The nine monologues are divided into two separate shows. Peter Hastings, who last year gave us a realistic critical view of prison confinement, this year in On The Out presents us with a man (Olivier LeClair) just released from prison, anxiously speculating about his future, as he waits for his sister to pick him up.

The most explicitly political monologue from Monolog 2 came from Alex Murtinheira who imagined a protest march which seemed ahead of its time by including the placard “Save the Planet Dump Trump”. This year, Alex’s The Conundrum presents us with a slightly unworldly historian (Finn Walters), who has been awake for 28 hours, mulling over his artefacts, surrounded by books his wife refers to as the “tomes of shit”, his life seeming to be in a process of disintegration.

A number of pieces give us characters weighed down with grief or loss. In Peter Dowse and Alex Bremer’s A:live B:reaved, an intense often poetic piece with choreographed physical expression, impressively performed by Tom Harvey, we are shown the suffering of a father grieving at the death of a child.
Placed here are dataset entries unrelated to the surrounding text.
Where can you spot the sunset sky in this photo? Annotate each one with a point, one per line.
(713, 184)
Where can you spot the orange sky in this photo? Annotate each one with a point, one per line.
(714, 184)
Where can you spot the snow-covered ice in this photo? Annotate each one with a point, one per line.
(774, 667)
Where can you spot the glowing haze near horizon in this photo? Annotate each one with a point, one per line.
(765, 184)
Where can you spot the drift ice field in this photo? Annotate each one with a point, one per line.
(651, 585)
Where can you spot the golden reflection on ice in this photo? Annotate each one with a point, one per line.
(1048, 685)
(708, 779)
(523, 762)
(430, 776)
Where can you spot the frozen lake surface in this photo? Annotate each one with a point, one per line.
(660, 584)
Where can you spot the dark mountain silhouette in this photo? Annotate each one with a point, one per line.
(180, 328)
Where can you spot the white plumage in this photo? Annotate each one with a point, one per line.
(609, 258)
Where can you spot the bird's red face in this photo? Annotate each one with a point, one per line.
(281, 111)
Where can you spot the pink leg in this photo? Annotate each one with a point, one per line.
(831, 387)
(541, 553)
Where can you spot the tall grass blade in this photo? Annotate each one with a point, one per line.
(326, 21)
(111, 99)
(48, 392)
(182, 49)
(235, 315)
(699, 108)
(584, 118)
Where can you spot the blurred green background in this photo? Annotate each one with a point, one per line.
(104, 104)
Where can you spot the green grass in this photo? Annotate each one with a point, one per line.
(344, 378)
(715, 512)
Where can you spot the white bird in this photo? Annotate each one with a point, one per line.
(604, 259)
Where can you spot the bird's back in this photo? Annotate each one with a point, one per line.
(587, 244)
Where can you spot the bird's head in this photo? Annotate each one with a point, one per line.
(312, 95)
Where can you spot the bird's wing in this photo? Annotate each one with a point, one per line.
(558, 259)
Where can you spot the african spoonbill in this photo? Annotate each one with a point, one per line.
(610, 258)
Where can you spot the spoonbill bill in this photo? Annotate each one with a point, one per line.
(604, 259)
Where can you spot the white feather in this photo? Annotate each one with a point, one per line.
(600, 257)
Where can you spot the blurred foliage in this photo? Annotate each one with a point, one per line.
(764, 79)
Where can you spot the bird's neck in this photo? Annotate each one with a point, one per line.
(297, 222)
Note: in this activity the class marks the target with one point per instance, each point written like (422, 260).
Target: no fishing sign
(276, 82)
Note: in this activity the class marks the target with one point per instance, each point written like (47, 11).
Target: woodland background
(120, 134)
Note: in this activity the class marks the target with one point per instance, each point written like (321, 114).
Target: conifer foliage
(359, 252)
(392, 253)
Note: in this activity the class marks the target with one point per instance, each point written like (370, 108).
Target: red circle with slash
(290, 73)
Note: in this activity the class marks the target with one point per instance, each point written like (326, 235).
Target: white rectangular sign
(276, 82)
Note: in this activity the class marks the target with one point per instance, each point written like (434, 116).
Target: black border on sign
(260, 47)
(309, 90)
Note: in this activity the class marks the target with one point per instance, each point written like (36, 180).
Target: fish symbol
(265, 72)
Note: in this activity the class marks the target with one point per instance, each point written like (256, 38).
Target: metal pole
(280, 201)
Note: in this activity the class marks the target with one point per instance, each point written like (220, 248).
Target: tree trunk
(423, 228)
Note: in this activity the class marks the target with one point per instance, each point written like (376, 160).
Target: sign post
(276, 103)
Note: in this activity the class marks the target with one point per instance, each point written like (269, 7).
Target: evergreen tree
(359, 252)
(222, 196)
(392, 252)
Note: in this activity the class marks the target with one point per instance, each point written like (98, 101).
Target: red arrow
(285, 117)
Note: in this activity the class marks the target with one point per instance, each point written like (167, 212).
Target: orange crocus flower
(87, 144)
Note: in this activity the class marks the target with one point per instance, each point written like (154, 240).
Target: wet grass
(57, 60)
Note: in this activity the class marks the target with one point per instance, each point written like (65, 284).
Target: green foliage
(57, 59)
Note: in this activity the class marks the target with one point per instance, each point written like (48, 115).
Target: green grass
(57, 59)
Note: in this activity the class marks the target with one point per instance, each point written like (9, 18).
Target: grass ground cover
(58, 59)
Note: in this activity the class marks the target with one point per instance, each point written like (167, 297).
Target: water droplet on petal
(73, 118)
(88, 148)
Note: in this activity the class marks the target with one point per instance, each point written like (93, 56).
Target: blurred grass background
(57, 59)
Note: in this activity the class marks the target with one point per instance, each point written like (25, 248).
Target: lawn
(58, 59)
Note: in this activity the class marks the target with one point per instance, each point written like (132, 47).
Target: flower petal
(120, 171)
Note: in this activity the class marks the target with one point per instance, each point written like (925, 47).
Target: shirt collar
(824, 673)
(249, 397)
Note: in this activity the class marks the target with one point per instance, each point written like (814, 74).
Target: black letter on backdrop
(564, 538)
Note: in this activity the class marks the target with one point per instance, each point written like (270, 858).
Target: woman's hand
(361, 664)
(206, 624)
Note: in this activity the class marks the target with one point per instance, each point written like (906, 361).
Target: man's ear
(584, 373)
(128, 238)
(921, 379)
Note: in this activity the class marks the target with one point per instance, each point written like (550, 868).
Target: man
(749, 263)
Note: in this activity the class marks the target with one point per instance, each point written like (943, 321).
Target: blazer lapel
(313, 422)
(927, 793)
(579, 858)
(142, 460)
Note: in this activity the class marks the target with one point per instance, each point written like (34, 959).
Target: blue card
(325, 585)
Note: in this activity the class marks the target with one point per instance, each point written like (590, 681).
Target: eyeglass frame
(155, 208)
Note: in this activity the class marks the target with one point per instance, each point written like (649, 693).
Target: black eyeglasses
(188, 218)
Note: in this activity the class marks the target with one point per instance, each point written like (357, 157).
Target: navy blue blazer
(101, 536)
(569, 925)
Cathy Jansen-Ridings's Pickled Limes depicts Marion’s (Julie Wood) loss proceeding in stages, beginning with her anger at the failure of her husband to verbally engage with her. The loss of the older woman (Ingrid Cannon) in Sophie White’s Navigating the Twilight is that of memory and awareness as a consequence of dementia.

Two monologues give us women grappling with failures in their relationships. In Dropping Pennies by Sophie White, the character Penny (Marla Wheeler) makes a statement to the police in which she tries to convince them that her partner in custody for domestic abuse was simply part of a dysfunctional relationship in which she is as much to blame.

The character in I Am a Shield by Sebastian Ross is a writer (Sabina Bisset) who tells us that, “I need my space to develop my genius,” which becomes part of her excuse for treating others badly, till she asks herself, “am I the arsehole?”

The young woman (Chloe Stevenson) taking the long trip to the end of a tube line in Connections by Linda Foley is also not very pleasant, as she chats with other passengers or makes bruising comments about them to the audience.

I wondered if the end of that tube line was meant to be a grim metaphor for the way the writer thought many people were feeling post the 2019 UK election, chiming perhaps with the National Theatre’s current production of the monologue Death of England.

The nine monologues of Monolog 3 are always thoughtful, well written and interesting but I did long for more hope, humour and the kind of lively challenge to the way the world is that I’ve been used to in earlier productions.